Aku berjenggit karena kaget dan lantas menoleh padanya. Rupanya cowok itu. Cowok yang waktu itu pernah kukira tukang ojek. Ya, ceritanya panjang. Tapi yang kuketahui, namanya Josh. Di nametag, nama lengkapnya adalah Joshlyn Gunawan. Dan dia adalah salah satu sobat Val.

Josh mengabaikan aku, ia fokus mendengarkan ucapan Pak Ahmad yang malah kuabaikan. Menurutku, Josh cukup tampan dengan wajah babyface. Garis wajahnya halus, dan ia terlihat ramah dan terbuka.

"Oke, makasih, Pak." lamunanku pecah saat Josh mengucapkan kalimat itu dan Pak Ahmad sudah meninggalkan kami. Bodohnya, aku malah berdiri kikuk di samping Josh yang kini tetap diam memandangku. "Ayo," katanya.

Aku menoleh. "Hah?"

"Ngoreksi ulangan." Josh tersenyum disertai lesung pipi. "Aku bantuin."

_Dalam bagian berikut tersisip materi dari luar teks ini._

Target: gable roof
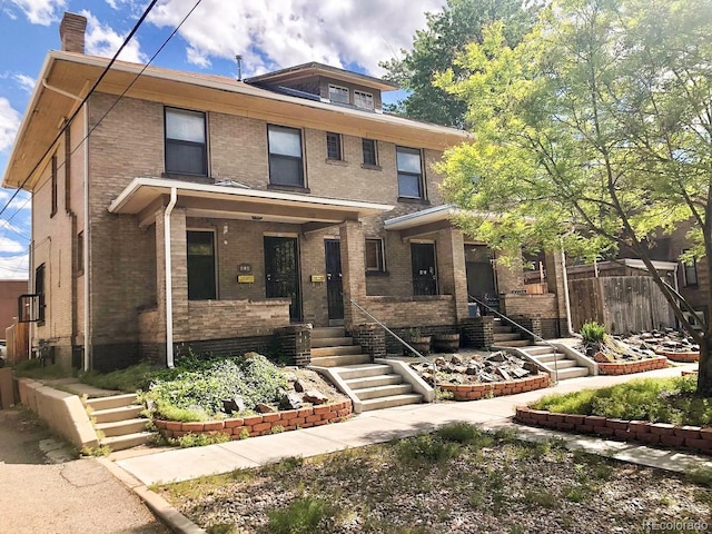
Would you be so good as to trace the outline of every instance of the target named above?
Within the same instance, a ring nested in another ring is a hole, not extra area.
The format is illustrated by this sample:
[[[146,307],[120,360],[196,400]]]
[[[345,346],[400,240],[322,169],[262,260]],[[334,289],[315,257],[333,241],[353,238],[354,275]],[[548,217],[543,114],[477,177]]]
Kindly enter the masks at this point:
[[[75,52],[47,55],[8,159],[3,187],[22,186],[62,122],[73,113],[109,62],[108,58]],[[443,150],[469,138],[467,132],[454,128],[283,95],[234,78],[126,61],[113,63],[98,91],[118,97],[131,82],[127,97],[298,128],[328,127],[329,131],[419,148]],[[22,187],[32,190],[38,175],[34,172]]]

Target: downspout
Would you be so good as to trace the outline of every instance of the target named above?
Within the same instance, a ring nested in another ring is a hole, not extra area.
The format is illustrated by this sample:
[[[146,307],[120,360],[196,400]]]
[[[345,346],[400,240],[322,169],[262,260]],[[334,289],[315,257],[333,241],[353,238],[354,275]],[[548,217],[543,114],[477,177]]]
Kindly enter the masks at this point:
[[[174,367],[174,279],[172,263],[170,257],[170,214],[176,207],[178,200],[178,190],[170,188],[170,201],[166,206],[164,214],[164,245],[166,254],[166,365],[168,368]]]
[[[563,244],[562,244],[563,245]],[[561,247],[561,268],[564,278],[564,307],[566,308],[566,328],[570,336],[576,336],[576,333],[571,325],[571,299],[568,297],[568,275],[566,274],[566,253],[564,247]]]
[[[89,132],[89,110],[87,109],[87,105],[85,103],[85,131],[83,131],[83,152],[85,152],[85,191],[83,191],[83,209],[85,209],[85,243],[83,243],[83,269],[85,269],[85,362],[83,368],[85,370],[89,370],[91,368],[91,335],[90,335],[90,326],[91,323],[89,320],[89,243],[91,239],[89,224],[89,139],[87,139]]]

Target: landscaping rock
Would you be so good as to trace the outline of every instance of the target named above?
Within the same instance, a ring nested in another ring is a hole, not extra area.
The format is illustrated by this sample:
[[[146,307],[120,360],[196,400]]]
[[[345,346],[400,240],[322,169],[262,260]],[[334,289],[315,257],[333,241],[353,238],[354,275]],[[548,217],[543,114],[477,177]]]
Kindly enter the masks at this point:
[[[316,389],[309,389],[305,392],[303,398],[306,403],[312,404],[324,404],[328,400],[328,397],[326,395],[317,392]]]

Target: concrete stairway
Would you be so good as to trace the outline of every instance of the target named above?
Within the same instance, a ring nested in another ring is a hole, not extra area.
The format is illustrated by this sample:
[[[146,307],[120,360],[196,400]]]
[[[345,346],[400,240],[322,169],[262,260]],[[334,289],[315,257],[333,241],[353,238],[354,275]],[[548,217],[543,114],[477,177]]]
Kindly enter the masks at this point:
[[[520,333],[514,332],[513,326],[505,326],[500,318],[494,319],[494,346],[495,349],[512,349],[540,364],[551,375],[553,380],[560,382],[566,378],[587,376],[589,367],[581,367],[575,359],[566,354],[555,350],[548,345],[532,345],[530,339],[524,339]]]
[[[346,336],[344,327],[314,328],[312,330],[312,365],[326,375],[343,393],[354,400],[356,412],[389,408],[423,402],[413,386],[404,384],[387,364],[374,364]]]
[[[140,417],[144,407],[137,404],[135,393],[112,397],[90,398],[87,407],[99,436],[99,444],[111,451],[144,445],[152,435],[147,431],[148,419]]]

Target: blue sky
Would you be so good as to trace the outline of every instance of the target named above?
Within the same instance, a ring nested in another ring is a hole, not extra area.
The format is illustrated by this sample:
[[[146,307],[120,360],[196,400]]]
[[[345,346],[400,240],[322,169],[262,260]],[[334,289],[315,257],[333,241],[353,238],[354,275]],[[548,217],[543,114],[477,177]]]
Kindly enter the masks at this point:
[[[147,62],[197,0],[161,0],[121,59]],[[65,11],[88,19],[87,53],[111,57],[148,6],[145,0],[0,0],[0,176],[48,50],[59,48]],[[244,76],[319,61],[372,76],[409,48],[426,11],[445,0],[202,0],[154,65]],[[402,98],[402,93],[385,101]],[[0,188],[0,209],[13,190]],[[30,196],[0,217],[0,279],[27,278]]]

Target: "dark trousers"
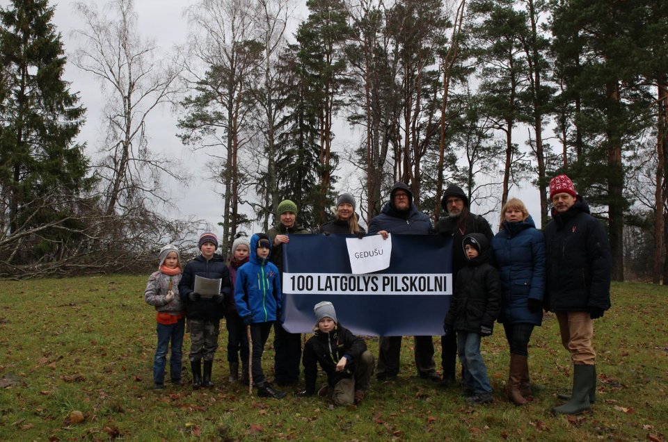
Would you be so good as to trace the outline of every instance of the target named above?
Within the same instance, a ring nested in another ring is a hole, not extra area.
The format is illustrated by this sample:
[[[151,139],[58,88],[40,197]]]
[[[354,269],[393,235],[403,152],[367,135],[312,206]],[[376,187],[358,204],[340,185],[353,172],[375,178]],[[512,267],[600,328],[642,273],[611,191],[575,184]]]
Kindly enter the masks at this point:
[[[276,321],[273,326],[273,370],[278,384],[296,384],[301,363],[301,334],[289,333]]]
[[[239,362],[241,354],[241,361],[248,363],[248,337],[246,325],[236,312],[225,316],[225,327],[228,330],[228,362]]]
[[[529,340],[534,331],[534,325],[526,322],[504,324],[503,330],[506,332],[510,352],[520,356],[529,356]]]
[[[250,325],[250,339],[253,341],[253,353],[251,354],[253,367],[250,373],[253,375],[253,383],[255,385],[267,381],[264,372],[262,371],[262,353],[264,352],[264,344],[267,343],[271,331],[271,322],[258,322]]]
[[[440,337],[441,361],[444,379],[454,379],[457,363],[457,334],[451,330]]]
[[[434,361],[434,342],[431,336],[415,336],[415,367],[418,375],[424,376],[436,369]],[[376,377],[397,376],[401,352],[401,336],[381,336],[378,341]]]

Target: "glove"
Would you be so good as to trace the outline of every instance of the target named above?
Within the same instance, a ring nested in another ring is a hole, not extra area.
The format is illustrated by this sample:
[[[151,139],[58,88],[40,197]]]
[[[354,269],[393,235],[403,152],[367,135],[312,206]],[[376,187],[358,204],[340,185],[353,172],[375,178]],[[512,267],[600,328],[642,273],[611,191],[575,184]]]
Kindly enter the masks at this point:
[[[540,311],[543,309],[543,301],[540,301],[535,298],[530,297],[529,304],[527,304],[527,308],[529,309],[529,311],[531,313],[536,313],[536,311]]]
[[[589,318],[598,319],[603,316],[603,309],[598,307],[589,307]]]
[[[312,396],[313,392],[309,391],[308,390],[302,390],[301,391],[298,391],[294,395],[297,398],[308,398],[309,396]]]

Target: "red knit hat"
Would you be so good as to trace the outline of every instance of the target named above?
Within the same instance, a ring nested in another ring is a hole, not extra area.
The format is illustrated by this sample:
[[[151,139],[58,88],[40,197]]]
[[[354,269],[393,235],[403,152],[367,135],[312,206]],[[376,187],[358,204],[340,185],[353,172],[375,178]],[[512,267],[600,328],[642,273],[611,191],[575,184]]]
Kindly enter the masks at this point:
[[[566,175],[557,175],[550,180],[550,199],[557,193],[568,193],[573,197],[577,196],[575,186]]]

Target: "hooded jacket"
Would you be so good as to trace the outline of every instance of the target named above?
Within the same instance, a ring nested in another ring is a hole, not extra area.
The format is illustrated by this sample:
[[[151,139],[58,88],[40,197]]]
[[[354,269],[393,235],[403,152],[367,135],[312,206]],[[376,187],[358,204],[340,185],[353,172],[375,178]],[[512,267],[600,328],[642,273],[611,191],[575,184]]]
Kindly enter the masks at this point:
[[[269,322],[276,320],[280,306],[280,282],[278,268],[257,256],[257,243],[260,238],[269,237],[255,234],[250,238],[250,255],[248,262],[237,270],[234,284],[234,302],[241,318],[252,316],[252,322]],[[271,240],[270,249],[271,249]]]
[[[232,286],[230,282],[230,272],[225,265],[223,256],[214,254],[211,259],[207,261],[202,255],[186,264],[183,269],[183,276],[179,282],[179,295],[181,302],[186,306],[186,317],[189,319],[220,319],[225,316],[225,302],[217,302],[213,299],[200,298],[192,301],[190,294],[195,288],[195,277],[200,276],[210,279],[222,279],[221,294],[225,297],[232,294]]]
[[[610,308],[610,245],[603,227],[580,195],[568,211],[552,209],[545,227],[547,293],[550,311]]]
[[[440,199],[440,206],[445,213],[448,213],[447,198],[459,197],[464,202],[464,210],[456,218],[450,218],[445,215],[438,220],[436,224],[436,233],[446,236],[452,236],[452,276],[455,281],[459,270],[466,265],[468,261],[461,247],[461,242],[464,236],[469,234],[483,234],[489,241],[492,240],[494,234],[492,228],[484,218],[479,215],[474,215],[468,211],[468,198],[459,186],[452,184],[445,189],[443,197]]]
[[[531,216],[502,224],[492,239],[493,262],[501,281],[503,324],[540,325],[543,311],[530,311],[529,298],[543,301],[545,294],[545,238]]]
[[[367,350],[367,344],[362,338],[356,336],[347,328],[336,325],[336,328],[329,333],[319,330],[306,341],[302,363],[304,365],[304,380],[306,391],[313,394],[318,375],[318,363],[327,373],[327,384],[333,387],[341,379],[352,377],[355,373],[355,363]],[[342,372],[336,371],[336,364],[342,357],[348,359],[346,368]]]
[[[482,325],[492,329],[499,316],[499,275],[487,262],[487,237],[482,234],[466,236],[475,239],[480,245],[480,251],[477,256],[468,260],[468,265],[459,270],[443,324],[446,328],[457,332],[479,333]]]
[[[408,194],[410,206],[407,211],[397,210],[395,207],[395,193],[398,190]],[[392,234],[429,235],[434,233],[431,220],[422,213],[413,203],[413,192],[404,183],[397,183],[390,192],[390,201],[383,206],[381,213],[374,217],[369,224],[369,234],[376,234],[386,230]]]

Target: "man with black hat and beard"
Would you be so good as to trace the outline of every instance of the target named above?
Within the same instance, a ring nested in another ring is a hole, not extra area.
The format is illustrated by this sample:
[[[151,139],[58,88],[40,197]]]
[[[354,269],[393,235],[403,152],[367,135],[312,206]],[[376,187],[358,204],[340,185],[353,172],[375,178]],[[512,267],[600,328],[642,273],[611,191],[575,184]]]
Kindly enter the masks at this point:
[[[433,232],[429,217],[418,210],[413,202],[413,192],[408,186],[401,182],[396,183],[392,187],[390,201],[369,224],[369,234],[378,234],[385,238],[388,238],[388,234],[429,235]],[[381,336],[378,346],[376,377],[381,382],[397,379],[401,336]],[[440,380],[436,371],[431,336],[415,337],[415,357],[418,375],[420,378]]]
[[[445,189],[440,200],[440,206],[445,212],[436,225],[436,233],[452,236],[452,286],[454,286],[457,272],[466,265],[462,242],[469,234],[482,234],[490,242],[494,234],[487,220],[468,210],[468,197],[461,188],[451,184]],[[455,384],[455,367],[457,359],[457,336],[454,332],[448,333],[440,338],[442,347],[441,367],[443,370],[443,386]]]

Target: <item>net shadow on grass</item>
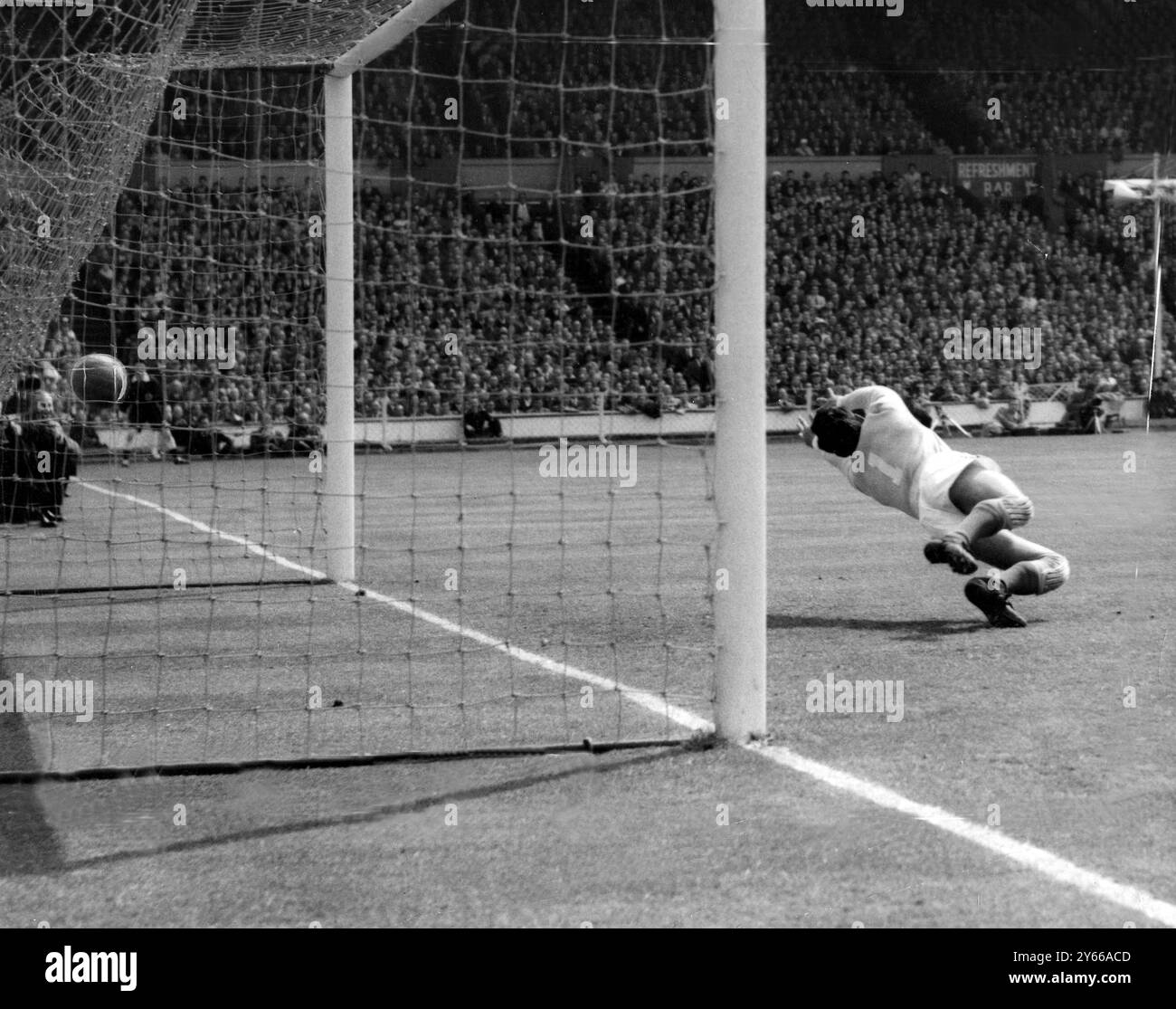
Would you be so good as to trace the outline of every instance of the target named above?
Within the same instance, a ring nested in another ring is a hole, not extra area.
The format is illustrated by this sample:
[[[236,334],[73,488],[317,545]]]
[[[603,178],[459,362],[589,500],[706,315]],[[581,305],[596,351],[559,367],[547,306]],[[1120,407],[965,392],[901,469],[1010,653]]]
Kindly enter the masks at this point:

Kemudian kami langsung pergi ke ruang guru untuk mengambil lembar jawaban murid dan mengoreksinya. Diam-diam, aku bersyukur karena hari itu aku masih memiliki sisa keberuntungan karena Josh mau membantuku mengerjakan tugas berat sekaligus suci ini. Cowok baik itu bahkan kembali lagi esok harinya untuk membantuku.

Tapi siang ini, hari sabtu yang seharusnya menjadi hari keberuntunganku, Josh tidak datang. Memang, sih, sisa lembar yang harus kukoreksi hanya tujuh lembar. Mungkin Josh pikir, aku bisa mengatasinya sendiri. Lagipula, siapa, sih, yang tahan dengan cewek sepertiku?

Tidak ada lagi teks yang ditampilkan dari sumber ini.